= Risk-utility test =

Legal test for determining if a product is defective

A risk-utility test is a test used in product liability legal disputes to determine whether a product's design or warning is defective, thereby making the manufacturer liable for injuries caused by its product.

The manufacturer is held liable under the risk-utility test if the probability of injury times the gravity of injury under the current product design is more than the cost of a reasonable-alternative design plus the diminished utility resulting from modifying the design.

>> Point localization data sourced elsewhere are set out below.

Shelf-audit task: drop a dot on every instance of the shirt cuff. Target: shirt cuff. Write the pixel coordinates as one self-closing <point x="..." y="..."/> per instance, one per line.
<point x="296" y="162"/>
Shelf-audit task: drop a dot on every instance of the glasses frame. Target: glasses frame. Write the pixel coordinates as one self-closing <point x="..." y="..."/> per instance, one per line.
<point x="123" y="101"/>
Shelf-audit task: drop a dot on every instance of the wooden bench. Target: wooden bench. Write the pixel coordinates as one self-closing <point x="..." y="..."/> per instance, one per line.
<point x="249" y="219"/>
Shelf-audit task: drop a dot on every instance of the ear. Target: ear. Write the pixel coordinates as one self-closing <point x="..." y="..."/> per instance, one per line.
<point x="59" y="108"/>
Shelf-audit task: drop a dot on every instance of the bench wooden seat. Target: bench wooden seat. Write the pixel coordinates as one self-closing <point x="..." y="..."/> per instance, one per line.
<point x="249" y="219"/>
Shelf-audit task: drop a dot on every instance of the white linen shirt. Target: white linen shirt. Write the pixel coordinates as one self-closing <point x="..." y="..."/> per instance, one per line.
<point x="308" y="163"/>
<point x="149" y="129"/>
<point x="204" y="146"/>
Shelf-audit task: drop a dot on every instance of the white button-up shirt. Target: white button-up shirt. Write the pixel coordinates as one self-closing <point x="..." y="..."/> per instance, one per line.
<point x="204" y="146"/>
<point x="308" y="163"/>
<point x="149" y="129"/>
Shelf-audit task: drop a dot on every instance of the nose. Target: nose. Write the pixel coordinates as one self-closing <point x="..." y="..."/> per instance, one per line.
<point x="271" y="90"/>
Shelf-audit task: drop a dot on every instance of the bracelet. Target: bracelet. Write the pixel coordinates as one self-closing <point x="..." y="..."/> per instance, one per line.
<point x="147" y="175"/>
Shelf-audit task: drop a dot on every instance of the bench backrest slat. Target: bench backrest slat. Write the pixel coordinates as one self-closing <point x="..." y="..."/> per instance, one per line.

More simply, the court considers if the economic costs (determined from likely lawsuits) are higher than the cost of changing the product design (ex: installing a plastic guard) plus the loss of use of the product (ex: the new guard makes it harder to use the product).

Generally, the simplest way to think of the risk-utility test is the Hand Formula applied to products.

The Third Restatement of the Law, Torts: Products Liability §2(b) favors the risk-utility test over the Second Restatement of the Law, Torts §402(a), which favored the consumer expectations test. §2(b) states, in part, "A product is defective when, at the time of sale or distribution...is defective in design. A product is defective in design when the foreseeable risks of harm posed by the product could have been reduced or avoided by the adoption of a reasonable alternative design by the seller or other distributor, or a predecessor in the commercial chain of distribution, and the omission of the alternative design renders the product not reasonably safe."